Brown bootlegs of 15 and 16 yards set up an insurance touchdown, Eastin covering the last eight yards on a toss-sweep with 5:47 remaining.
"We finally figures out they were slanting and went to blocking 'base,' which opened up those holes," Borland explained. Eastin, rushing for 91 yards and four critical first downs, "ran hard, like he has all season, not letting the first man bring him down."
Polo knew "It's Now or Never" and mounted a threat, a pass interference call and junior Shannon Hobbs' 16-yard catch taking the ball to the Chiefs' 14. But four straight incompletions, the last two knocked down by the Owen brothers, junior Billy and sophomore Ben, gave possession back to Santa Fe with 3:20 to go.

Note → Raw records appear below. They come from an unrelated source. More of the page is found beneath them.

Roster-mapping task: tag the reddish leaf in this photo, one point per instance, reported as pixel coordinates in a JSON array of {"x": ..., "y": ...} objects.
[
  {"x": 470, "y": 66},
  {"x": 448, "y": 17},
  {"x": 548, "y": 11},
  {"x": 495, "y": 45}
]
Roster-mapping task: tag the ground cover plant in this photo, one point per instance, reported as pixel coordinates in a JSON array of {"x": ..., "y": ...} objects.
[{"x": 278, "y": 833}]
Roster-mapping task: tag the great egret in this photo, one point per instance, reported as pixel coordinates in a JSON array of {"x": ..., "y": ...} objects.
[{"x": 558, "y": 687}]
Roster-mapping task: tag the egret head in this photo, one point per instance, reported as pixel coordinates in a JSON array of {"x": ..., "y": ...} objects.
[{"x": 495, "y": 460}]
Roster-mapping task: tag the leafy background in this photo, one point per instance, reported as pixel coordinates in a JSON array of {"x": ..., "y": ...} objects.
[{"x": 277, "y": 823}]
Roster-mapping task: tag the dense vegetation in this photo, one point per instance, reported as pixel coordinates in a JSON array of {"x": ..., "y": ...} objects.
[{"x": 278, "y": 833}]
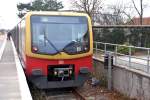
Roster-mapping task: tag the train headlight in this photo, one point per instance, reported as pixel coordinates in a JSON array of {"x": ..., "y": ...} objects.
[
  {"x": 34, "y": 49},
  {"x": 70, "y": 72}
]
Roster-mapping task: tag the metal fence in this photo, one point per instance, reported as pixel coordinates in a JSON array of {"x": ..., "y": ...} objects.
[
  {"x": 133, "y": 57},
  {"x": 123, "y": 55}
]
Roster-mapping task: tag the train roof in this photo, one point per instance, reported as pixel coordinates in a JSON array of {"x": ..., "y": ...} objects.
[{"x": 63, "y": 13}]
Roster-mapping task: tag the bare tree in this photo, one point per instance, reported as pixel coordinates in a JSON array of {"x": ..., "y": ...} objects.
[
  {"x": 88, "y": 6},
  {"x": 140, "y": 12}
]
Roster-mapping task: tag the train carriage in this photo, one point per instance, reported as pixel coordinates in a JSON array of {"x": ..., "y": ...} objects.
[{"x": 55, "y": 48}]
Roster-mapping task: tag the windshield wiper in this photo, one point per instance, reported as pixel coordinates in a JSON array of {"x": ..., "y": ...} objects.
[{"x": 45, "y": 38}]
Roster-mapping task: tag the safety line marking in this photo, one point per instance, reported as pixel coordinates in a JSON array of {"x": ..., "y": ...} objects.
[{"x": 24, "y": 88}]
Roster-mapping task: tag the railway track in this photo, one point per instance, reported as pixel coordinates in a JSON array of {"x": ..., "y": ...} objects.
[{"x": 56, "y": 94}]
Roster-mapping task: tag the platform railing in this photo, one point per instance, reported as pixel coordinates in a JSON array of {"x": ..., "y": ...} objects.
[{"x": 127, "y": 56}]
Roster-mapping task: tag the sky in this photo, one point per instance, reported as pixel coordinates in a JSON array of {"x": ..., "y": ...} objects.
[{"x": 8, "y": 10}]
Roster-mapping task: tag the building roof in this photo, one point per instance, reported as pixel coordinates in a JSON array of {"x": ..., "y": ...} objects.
[{"x": 136, "y": 21}]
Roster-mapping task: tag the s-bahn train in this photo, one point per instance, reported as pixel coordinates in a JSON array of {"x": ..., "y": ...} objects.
[{"x": 55, "y": 48}]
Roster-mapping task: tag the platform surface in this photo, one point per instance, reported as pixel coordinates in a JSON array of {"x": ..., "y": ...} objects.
[
  {"x": 13, "y": 83},
  {"x": 9, "y": 84}
]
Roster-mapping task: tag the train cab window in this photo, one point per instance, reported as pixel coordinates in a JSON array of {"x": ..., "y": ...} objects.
[{"x": 54, "y": 34}]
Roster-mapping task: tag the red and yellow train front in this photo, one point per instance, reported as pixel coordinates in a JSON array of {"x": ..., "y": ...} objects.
[{"x": 58, "y": 49}]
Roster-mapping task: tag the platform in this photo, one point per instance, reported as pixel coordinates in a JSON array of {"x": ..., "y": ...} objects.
[{"x": 13, "y": 85}]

Vega lost a fumble, but then intercepted a pass at his own 3-yard line with 1:04 left to secure the win.
It was the third straight playoff loss to the Chiefs by Polo (6-5), which got 196 combined passing and running yards from Thomas.
Santa Fe (8-3) reached the quarterfinals for the ninth year in a row, heading to Cleveland Monday to face Cass-Midway -- which the Chiefs met in their first state championship game in '96, a 42-13 loss. Borland knows that if his squad starts out against the Vikings like it did during the sectional, it could spell "T-R-O-U-B-L-E."
"We can't afford to do that anymore," he asserted. "We have to be ready to play from the beginning because they get tougher each game."